You cannot be seriously saying that if you can't find something on GOOGLE and Yahoo, then it must not exist.  LMAO. Don't you think how silly that sounds?  Most of the things that happen in other countries, NEVER make it to the foreign wire!  

Violent crimes happen daily in all Asian metros (except for a few one). Check the local newspapers. Not those published for foreign consumption.


----------



## Johnathan Napalm

> _Originally posted by yilisifu _
> Uhmmmmm...I WAS in bookstores...very LARGE ones in Beijing and Shanghai and found NO books on dim mak and only a few on martial arts at all (and they were very poor, to say the least).


If you have lived in China, you would know for a fact that the communist regime has discouraged all MA, using the excuse that "comrades DO NOT fight comrades" (LMAO! Except that "we just poison them or murder them when they get in the way".)

"WuShu" (sp) was created by Beijing when they found that this is something they can use to polish their international image. "WuShu" is more closer to acrobat than the real McCoy.

So, it should be NO surprising to any one that China is not the best place to get public info on MA.



> In modern China, fighting for any reason is frowned upon.  I hate to break the news, but people do not go hacking at each with cleavers or anything else.  Each practice fighting (outside of government-sponsored or recognized sanda classes) is discouraged.


That is what happens in a TOTALITARIAN regime. It is to maintain authority CONTROL.

You cannot go live in China and pretend you know what happen in other parts, cities, metros in Asia.  CHina is vastly different from say, Thailand, or Indonesia.

Needless to say that ordinary folks don't go commit hineous crimes to save face.  That is the same everywhere. But in every free society (China is a communist controlled authoritarian country), you have a segment of society made up of basically predatory criminals as well as violent elements.  

Asians have this thing about "not to wash dirty laundry in public". If you don't hear something via the public channel, it doesn't mean it is not happening.



> Most Chinese youngsters in China have no idea what dim mak is...


see above.



> The "Orient" decribed earlier as "a place where they wouldn't have a second thought about slicing your head off" barely exists anymore (except in old movies).  Maybe there are a handful of areas wherein such violence occurs regularly, but by and large, it isn't at all what it used to be...


hahahahaha.  You don't know what you are talking about. 

Try 1. Indonesia, 2. Phillipines, 3. Malaysia, 4. Burma etc. Oh and especially the mean streets of all major metropolitan cities. There are endless numbers of places where you can get your head sliced off.

If you are only thinking in terms of massacre in the scale of Rwanda, then, NO.





> The assumptions made about Yiliquan 1 due to his military status were ridiculous and uncalled for.


Again, just what assumption have you all interpreted?  I only ASSUMED he was a JAG officer. Other than that, I assumed JACK **** !!  If you would tell me what assumption I made, I would appreciate it, 'cause then I could address it.

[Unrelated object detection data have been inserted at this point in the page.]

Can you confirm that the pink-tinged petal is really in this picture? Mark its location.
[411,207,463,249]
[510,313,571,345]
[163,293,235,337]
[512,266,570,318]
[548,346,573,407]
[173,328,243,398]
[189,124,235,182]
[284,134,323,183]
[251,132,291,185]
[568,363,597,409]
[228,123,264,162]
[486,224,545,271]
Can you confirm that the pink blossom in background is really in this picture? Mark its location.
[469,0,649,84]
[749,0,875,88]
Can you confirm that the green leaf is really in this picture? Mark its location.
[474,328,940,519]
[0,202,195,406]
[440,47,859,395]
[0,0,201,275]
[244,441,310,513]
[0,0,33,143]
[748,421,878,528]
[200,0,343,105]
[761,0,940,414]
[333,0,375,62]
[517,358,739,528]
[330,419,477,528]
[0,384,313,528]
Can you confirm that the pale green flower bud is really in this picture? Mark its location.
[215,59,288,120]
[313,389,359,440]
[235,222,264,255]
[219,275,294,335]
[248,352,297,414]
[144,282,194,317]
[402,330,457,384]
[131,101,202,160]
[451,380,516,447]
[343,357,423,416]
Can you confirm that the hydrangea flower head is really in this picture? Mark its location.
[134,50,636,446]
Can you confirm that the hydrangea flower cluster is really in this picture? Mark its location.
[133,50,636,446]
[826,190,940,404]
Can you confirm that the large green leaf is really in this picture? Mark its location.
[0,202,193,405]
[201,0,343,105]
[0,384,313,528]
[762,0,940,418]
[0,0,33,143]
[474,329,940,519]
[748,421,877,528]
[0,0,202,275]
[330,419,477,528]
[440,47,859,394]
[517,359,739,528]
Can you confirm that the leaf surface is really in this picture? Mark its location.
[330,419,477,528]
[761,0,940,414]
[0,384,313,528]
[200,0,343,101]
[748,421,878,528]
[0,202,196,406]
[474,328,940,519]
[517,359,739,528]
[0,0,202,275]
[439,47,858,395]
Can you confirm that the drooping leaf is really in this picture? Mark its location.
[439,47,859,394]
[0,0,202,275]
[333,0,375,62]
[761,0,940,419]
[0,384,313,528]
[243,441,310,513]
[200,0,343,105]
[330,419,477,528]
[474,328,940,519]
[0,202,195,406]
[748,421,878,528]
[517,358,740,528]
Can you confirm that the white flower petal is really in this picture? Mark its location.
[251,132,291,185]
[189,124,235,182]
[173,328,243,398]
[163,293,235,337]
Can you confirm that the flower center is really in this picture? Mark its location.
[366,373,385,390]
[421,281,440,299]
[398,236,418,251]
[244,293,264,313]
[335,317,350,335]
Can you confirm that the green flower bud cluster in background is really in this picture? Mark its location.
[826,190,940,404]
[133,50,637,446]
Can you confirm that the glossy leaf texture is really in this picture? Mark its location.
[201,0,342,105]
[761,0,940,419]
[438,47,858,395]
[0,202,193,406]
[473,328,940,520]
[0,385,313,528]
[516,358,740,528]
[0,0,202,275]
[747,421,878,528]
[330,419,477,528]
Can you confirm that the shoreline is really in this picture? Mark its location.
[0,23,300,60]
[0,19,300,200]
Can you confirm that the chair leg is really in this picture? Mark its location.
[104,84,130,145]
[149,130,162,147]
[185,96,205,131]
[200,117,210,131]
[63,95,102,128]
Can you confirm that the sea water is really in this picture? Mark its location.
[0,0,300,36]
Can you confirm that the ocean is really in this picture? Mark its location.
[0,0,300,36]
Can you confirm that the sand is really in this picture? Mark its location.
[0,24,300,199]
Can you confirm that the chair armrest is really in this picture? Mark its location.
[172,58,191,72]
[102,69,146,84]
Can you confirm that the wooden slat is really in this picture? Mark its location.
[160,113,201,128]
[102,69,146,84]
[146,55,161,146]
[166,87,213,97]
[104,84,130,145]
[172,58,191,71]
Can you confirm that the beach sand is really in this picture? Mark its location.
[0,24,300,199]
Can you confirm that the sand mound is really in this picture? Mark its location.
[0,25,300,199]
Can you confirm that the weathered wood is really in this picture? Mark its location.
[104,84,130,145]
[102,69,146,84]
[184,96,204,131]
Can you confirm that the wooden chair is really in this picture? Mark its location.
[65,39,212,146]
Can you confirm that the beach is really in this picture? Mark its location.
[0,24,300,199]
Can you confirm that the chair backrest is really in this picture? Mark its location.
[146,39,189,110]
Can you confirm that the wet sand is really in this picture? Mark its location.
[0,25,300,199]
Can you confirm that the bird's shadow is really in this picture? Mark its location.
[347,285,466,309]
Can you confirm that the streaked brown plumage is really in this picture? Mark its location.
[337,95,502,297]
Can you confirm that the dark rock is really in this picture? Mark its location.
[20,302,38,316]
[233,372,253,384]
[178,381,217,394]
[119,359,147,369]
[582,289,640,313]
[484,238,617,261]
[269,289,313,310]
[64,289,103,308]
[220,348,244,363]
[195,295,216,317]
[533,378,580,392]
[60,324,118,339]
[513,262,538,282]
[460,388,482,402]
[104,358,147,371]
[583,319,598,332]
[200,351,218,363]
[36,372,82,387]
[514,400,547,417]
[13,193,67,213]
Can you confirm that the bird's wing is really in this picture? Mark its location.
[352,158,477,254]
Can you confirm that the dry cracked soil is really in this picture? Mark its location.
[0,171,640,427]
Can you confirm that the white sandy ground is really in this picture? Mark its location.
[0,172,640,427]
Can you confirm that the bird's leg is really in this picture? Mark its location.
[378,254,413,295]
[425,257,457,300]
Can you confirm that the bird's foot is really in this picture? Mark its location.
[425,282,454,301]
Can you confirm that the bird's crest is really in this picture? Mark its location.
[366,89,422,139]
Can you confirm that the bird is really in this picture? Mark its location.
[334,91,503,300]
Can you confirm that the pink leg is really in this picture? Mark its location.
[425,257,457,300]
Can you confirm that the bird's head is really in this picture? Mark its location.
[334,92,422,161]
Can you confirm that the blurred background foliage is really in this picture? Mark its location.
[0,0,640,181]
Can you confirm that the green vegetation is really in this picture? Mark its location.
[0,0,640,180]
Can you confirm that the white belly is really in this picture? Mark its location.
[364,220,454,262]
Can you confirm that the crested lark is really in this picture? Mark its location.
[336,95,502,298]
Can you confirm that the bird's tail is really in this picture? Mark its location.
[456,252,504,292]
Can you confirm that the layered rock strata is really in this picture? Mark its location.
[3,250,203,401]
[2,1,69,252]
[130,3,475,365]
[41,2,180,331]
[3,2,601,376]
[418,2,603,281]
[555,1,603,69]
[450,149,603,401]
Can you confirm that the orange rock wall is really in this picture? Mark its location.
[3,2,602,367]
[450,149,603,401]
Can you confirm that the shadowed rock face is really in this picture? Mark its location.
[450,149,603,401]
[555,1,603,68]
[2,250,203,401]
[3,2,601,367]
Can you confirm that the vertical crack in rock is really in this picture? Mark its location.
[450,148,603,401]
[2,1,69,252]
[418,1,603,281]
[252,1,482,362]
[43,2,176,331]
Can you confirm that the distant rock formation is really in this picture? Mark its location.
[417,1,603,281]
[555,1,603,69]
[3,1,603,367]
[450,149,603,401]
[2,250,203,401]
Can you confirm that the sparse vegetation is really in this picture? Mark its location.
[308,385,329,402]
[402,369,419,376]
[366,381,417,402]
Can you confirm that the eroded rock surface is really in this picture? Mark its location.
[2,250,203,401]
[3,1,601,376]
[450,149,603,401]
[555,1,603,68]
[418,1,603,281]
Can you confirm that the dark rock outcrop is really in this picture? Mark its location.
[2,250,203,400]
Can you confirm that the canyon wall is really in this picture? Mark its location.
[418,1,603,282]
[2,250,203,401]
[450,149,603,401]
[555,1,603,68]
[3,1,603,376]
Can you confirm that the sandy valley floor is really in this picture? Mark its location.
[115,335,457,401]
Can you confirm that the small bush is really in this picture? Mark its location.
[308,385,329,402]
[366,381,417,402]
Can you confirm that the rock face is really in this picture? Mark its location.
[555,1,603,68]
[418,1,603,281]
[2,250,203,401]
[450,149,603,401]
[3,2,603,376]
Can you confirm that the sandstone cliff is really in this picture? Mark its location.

_Edited to conform with MartialTalk standards. -Arnisador_


----------



## Johnathan Napalm

> _Originally posted by chufeng _
> JN,
> 
> I can address some of what Yiliquan1 was alluding to...
> 
> In the past, during the draft, many soldiers did, in fact, get out of hand...and of course, those are the only stories we hear about...
> 
> The Army of today is vastly different (I know, I've seen the military of the sixties, through my uncle, and experienced the military from the mid 1970s to the present)...today's soldier is professional, courteous, and genuinely cares about how he is perceived by the public...it is extremely frustrating for today's soldier to have to deal with the prejudgements of those who still want to hold the older stereotypes up as HOW our soldiers are today...Most soldiers are high-school graduates; many hold associate's degrees, bachelor's degrees, and some even have master's degrees (NO, I'm not talking about the officer corps...I'm talking about those who do the work, day in and day out, the enlisted soldier)...
> 
> Further, your comment assumed that Yiliquan1 was a "typical" (read stereotyped in the wrong way) soldier who got off work and ate chow and then hit the bars...WRONG!!!
> 
> He is a family man and has two beautiful and gifted children...
> He would finish work and go home to his family, just like so many "normal" Americans do...
> His excursions into the Japanese scene was not as a tourist but as a seeker...he trained with a variety of martial artists...he offered classes...he mingled with the common folks...
> 
> NO, say it ain't so...but I do say it is so...he showed the locals the respect they deserved...not the "I am an American, and therefore you should respect me," but the, "Thank you for hosting me in this wonderful country," sort of way...
> 
> It seems that you LYAO a lot in your posts...unfortunate, because some of us actually want to share some good information...
> 
> I appreciate your intrusions from time to time...keeps us on our toes and honest...but you occasionally cross the line...I can forgive that, but remember that on the other end of your keyboard is another HUMAN being...
> 
> Godspeed to the soldiers who do an outstanding job every day...
> It is because of their own spilt blood that dissenters are able to express their twisted views of reality...we hold dear the freedoms granted by our constitution, even to those who would beat us over the head with those same freedoms.
> 
> :asian:
> chufeng



Look, I am sure he is a good man and all that. I have made no statement to the contrary, and I would have no basis for doing so.

I think you all are over sensitive about something. 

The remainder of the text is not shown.